I’ll admit I’m part of the problem. I decided some time ago that here in this column as well as on my blog and other venues, if I didn’t like a book written by a Motswana, or for that fact an African writer, I would not mention it. I would only do reviews of books I could honestly recommend, books I liked.

My position was decided by how difficult it is to be a writer on this continent as well as a little bit of cowardice on my part— this place is small, dude, and I don’t need more enemies.  But honestly, failing to critic our art properly is killing the artists of this country and ensuring they never find success outside of our borders.

I once saw a post on Facebook where a sculptor made these huge heads of some famous person. The person posted a photo of the heads (heads made of a lot of material which likely cost the artist a substantial amount of money) and then everyone lined up, as per the Setswana way, and said how wonderful the sculptures were. It was like no one could see the naked emperor. I felt like I’d fallen through the worm hole. The sculptures were awful. Everyone could see that and yet everyone lied.

If you take a step to try and improve the situation and say: Well, no actually, that’s not good— you are immediately accused of ruining people’s dreams, of being a hater.

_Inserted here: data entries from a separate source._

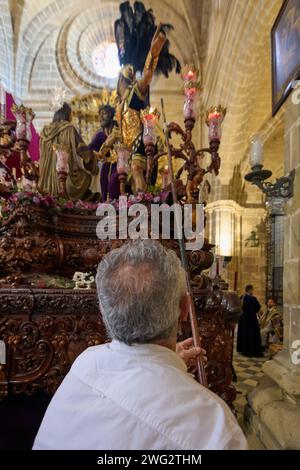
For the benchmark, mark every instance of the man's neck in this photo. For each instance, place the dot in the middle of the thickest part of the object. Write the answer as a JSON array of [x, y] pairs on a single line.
[[166, 343]]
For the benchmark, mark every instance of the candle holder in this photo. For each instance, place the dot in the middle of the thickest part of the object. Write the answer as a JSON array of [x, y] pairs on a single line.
[[2, 104], [214, 118], [62, 166], [190, 155], [122, 165], [189, 76], [150, 117]]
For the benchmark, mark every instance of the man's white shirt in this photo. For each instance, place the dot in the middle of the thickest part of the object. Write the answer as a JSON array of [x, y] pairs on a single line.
[[135, 397]]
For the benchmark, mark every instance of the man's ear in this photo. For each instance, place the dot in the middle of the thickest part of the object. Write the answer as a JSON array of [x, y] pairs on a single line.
[[184, 308]]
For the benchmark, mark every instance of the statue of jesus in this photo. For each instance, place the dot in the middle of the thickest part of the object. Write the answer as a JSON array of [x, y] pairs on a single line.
[[133, 96]]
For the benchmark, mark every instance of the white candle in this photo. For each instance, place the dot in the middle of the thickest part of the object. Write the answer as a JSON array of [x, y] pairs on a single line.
[[2, 94], [2, 103], [256, 151]]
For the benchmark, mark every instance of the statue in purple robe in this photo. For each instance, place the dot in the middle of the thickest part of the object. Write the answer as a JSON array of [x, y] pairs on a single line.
[[110, 187]]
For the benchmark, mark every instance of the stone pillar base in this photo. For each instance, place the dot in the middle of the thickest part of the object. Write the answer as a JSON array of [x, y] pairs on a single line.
[[272, 418]]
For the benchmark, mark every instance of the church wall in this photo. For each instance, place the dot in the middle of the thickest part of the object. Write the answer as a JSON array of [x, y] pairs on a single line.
[[292, 228]]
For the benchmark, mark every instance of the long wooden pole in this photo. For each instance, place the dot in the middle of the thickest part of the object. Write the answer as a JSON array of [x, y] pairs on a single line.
[[192, 312]]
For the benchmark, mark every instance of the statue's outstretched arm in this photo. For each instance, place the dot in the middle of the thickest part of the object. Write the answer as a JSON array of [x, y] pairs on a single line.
[[157, 44]]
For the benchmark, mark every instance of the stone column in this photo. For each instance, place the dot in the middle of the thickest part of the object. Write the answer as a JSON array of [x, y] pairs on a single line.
[[273, 410]]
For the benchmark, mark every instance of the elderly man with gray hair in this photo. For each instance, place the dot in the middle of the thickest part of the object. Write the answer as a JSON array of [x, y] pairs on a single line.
[[135, 392]]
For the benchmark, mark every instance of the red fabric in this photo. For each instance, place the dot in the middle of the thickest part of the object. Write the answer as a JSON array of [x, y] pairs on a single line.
[[33, 149], [35, 140]]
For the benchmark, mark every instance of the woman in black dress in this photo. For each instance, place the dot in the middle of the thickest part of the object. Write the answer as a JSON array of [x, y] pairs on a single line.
[[248, 336]]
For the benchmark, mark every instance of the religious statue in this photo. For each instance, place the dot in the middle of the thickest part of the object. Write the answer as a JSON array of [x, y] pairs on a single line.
[[135, 35], [81, 167], [108, 173], [7, 179]]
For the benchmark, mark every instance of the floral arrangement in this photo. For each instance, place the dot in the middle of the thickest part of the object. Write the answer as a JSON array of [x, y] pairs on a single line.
[[58, 205], [141, 198], [53, 204]]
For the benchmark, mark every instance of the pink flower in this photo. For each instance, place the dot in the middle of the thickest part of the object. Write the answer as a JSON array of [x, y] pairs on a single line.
[[69, 205], [36, 200], [49, 200]]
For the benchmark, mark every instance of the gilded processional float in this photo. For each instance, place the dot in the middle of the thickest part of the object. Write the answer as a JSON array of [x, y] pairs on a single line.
[[49, 249]]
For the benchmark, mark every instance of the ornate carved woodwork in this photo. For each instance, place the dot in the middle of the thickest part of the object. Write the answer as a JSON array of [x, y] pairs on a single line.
[[44, 330]]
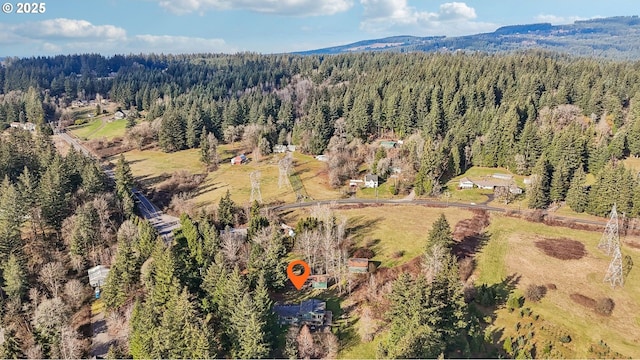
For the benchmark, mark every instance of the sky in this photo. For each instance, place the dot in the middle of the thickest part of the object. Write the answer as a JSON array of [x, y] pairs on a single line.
[[265, 26]]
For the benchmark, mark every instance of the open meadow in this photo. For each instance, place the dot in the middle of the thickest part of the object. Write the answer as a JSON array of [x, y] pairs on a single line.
[[151, 167], [512, 252]]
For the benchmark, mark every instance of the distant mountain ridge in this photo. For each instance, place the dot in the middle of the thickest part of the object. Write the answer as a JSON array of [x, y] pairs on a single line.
[[614, 37]]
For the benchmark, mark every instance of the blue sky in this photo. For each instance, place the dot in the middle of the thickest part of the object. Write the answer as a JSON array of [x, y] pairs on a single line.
[[267, 26]]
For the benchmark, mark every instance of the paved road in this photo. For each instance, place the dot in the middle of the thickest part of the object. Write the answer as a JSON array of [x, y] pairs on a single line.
[[434, 203], [165, 224]]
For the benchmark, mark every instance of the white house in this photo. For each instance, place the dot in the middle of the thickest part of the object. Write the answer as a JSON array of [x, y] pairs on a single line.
[[240, 159], [29, 126], [371, 181], [465, 183], [98, 275], [502, 176]]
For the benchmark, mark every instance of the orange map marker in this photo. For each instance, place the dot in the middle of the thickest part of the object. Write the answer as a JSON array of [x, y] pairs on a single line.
[[298, 280]]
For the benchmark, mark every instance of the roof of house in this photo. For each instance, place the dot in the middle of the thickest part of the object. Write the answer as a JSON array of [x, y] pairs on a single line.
[[98, 275], [371, 177], [358, 262], [306, 307]]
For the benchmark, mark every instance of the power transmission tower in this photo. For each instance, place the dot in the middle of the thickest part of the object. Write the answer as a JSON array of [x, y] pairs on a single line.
[[614, 274], [610, 238], [284, 165], [256, 195]]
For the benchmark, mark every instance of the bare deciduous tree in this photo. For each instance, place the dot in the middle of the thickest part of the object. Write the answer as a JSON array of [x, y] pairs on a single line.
[[52, 275], [50, 316], [306, 345], [71, 346], [75, 293]]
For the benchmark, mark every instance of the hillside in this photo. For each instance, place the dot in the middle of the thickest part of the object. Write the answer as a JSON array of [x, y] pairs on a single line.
[[614, 37]]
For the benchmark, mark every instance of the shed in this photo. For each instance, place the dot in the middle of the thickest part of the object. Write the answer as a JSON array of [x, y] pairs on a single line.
[[240, 159], [319, 281], [388, 144], [502, 176], [358, 265], [465, 183], [371, 181], [98, 275]]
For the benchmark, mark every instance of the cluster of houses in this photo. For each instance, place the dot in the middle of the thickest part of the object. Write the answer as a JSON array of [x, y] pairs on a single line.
[[313, 312], [491, 183], [29, 126], [240, 159], [369, 181]]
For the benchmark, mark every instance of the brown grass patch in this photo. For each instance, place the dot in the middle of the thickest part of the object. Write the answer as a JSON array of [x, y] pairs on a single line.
[[583, 300], [563, 249], [633, 244], [469, 234], [551, 286]]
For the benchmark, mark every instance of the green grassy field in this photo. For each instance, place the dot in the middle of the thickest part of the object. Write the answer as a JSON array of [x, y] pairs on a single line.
[[152, 166], [314, 177], [511, 251], [391, 228], [97, 129]]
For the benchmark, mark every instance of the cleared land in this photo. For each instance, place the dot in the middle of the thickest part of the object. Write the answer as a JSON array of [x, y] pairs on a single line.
[[512, 250], [396, 233], [100, 128], [151, 167]]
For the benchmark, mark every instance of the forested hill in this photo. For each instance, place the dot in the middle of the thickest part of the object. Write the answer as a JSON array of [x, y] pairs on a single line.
[[614, 37]]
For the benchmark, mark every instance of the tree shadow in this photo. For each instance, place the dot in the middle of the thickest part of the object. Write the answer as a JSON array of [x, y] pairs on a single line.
[[360, 226], [150, 181], [469, 245]]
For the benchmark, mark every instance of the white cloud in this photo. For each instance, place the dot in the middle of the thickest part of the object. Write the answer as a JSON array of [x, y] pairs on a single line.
[[452, 18], [68, 28], [558, 20], [281, 7], [76, 36]]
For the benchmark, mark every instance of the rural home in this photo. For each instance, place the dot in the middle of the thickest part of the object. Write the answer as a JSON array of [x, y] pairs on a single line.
[[312, 313], [371, 181], [240, 159], [288, 230], [465, 183], [29, 126], [120, 114], [502, 176], [319, 281], [358, 265], [491, 183], [239, 232], [279, 149], [388, 144], [98, 275]]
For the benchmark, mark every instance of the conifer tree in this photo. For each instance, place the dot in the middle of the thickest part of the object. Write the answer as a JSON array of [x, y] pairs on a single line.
[[440, 233], [559, 183], [53, 197], [124, 184], [226, 211], [11, 219], [248, 331], [538, 191], [195, 124], [577, 198], [15, 278]]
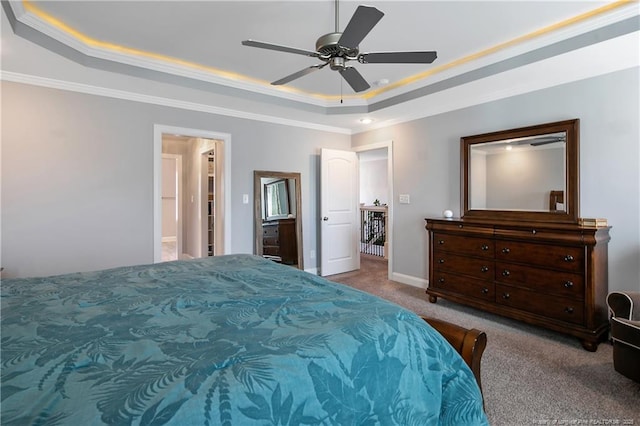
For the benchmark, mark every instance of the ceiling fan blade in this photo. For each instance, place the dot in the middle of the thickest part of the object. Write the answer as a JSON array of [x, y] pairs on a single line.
[[280, 48], [355, 79], [397, 57], [362, 21], [298, 74]]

And so music with impossibly bad lyrics, derivative melodies, and poor understanding of basic song writing techniques and traditions are raved about by radio DJs.

Paintings that emote nothing from the viewer are deemed as powerful, moving masterpieces when they are flat and boring even when on the rare occasion they are executed well.

Self-indulgent, slapdash, cliché-ridden poetry is praised, and books that read like an editor never got within 100 kilometres of them are put up as excellent.

All art in Botswana is wonderful. It has to be. It’s an odd sort of home-grown countrywide disingenuous pact. I think it’s time for some honesty.

Honesty that comes from a good place, a place that wants to see our artists jump over our borders and be a success wherever they step. Right now this false praise does nothing but ensure that our artists stay exactly where they are, and an artist who is not continually growing dies. And then the haters win- the true haters.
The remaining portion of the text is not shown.